For anything outside of Spring Cloud Stream application (here using from Apache Spark application), you need to use spring.cloud.stream.bindings.<channelName>.producer.headerMode=raw or spring.cloud.stream.bindings.<channelName>.consumer.headerMode=raw depending on whether you write or read to/from the Kafka topic.
@lsteigerwald What happens when you set this property?
Also, you can read this for some context on this.
But he's not using Spring or Spring Cloud Stream from what I understand...

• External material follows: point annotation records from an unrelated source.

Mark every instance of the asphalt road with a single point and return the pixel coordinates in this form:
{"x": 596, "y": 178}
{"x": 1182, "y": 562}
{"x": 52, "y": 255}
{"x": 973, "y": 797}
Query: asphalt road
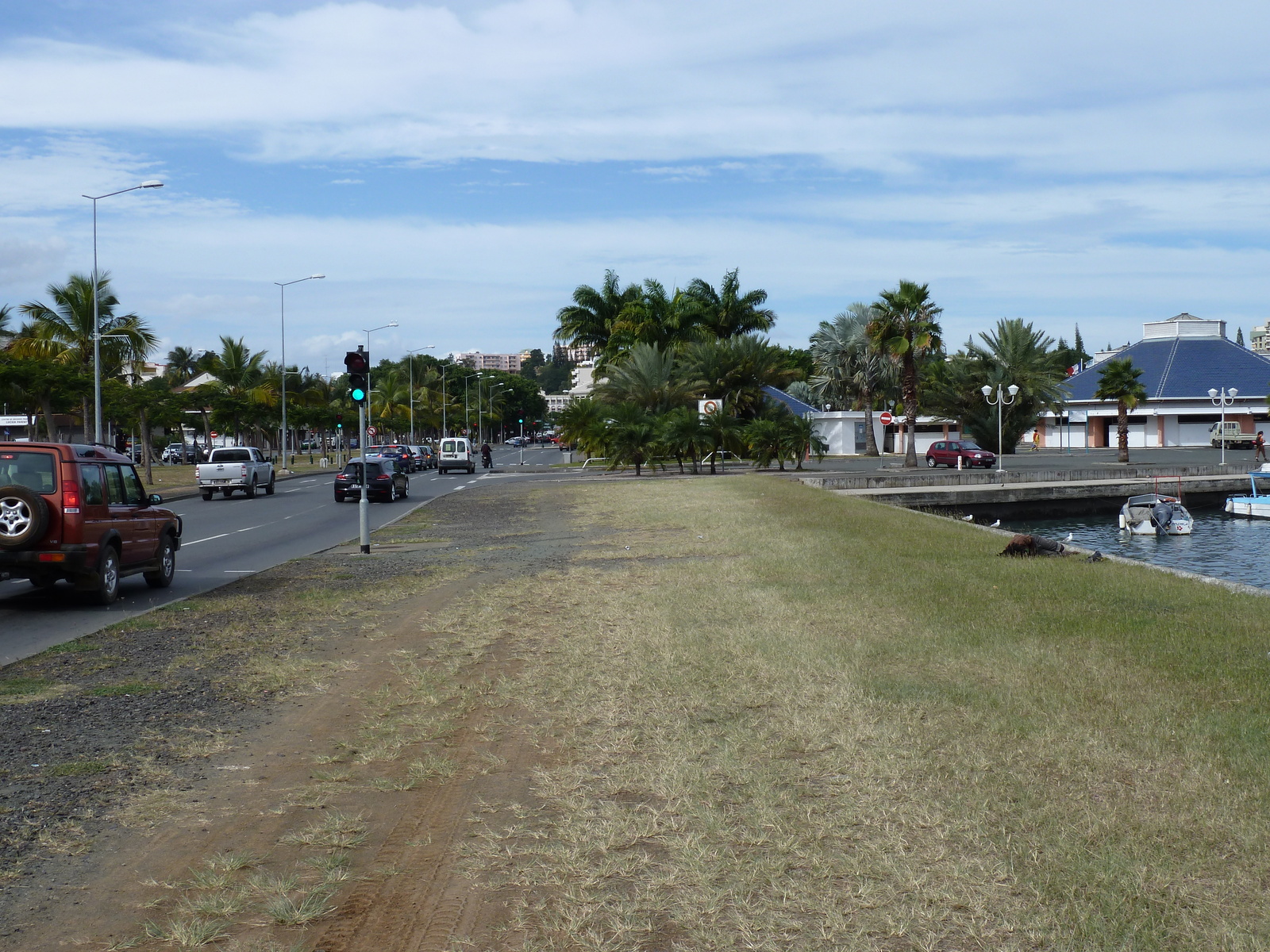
{"x": 228, "y": 539}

@marcingrzejszczak What I meant was, reading the messages from Kafka topic that were not published by a Spring Cloud Stream application. I saw you mentioned:
We're setting in Sleuth the spring.cloud.stream.bindings.sleuth.content-type=application/json
and this made me think that the Spring Cloud Stream application is trying to read the messages from the Kafka topic (using the SCSt Kafka binder) but the messages were originally published by the non-Spring Cloud Stream application. So, in this case we need to set spring.cloud.stream.bindings.sleuth.consumer.headerMode=raw I believe.
@ilayaperumalg It's the other way around. The application publishes messages via SCSt and one recipient is a Spark application. It can be tried, but I'm not sure that the Zipkin Stream server (which is the primary recipient of the spans) will be able to read the raw message, without the application/json header embedded, as it relies on the @StreamListener conversion.
Seems like we are not supporting this use case (simultaneously publishing to a Stream and non-Stream app) very well right now. As a workaround, the Spark app can manually extract the payload using something similar to https://github.com/spring-cloud/spring-cloud-stream/blob/master/spring-cloud-stream/src/main/java/org/springframework/cloud/stream/binder/EmbeddedHeaderUtils.java#L118.
Starting with Kafka 0.11 this will go away, as header support will eliminate embedding.
Thank you all for your help. I have now found a working solution for me to extract the Spans from Kafka.
Just one minor thing. I tried to use the ConvertToZipkinSpanList class to get a zipkin-span from the sleuth span, like @adriancole suggested earlier. However I seem not to be able to import that class by adding the spring-cloud-sleuth-zipkin-stream dependency to my pom. Is that intentional behaviour or have I messed up my configuration and it should be known once the the mentioned dependency is included?
Yeah that's intentional. As you can see the class is final and packaged scoped.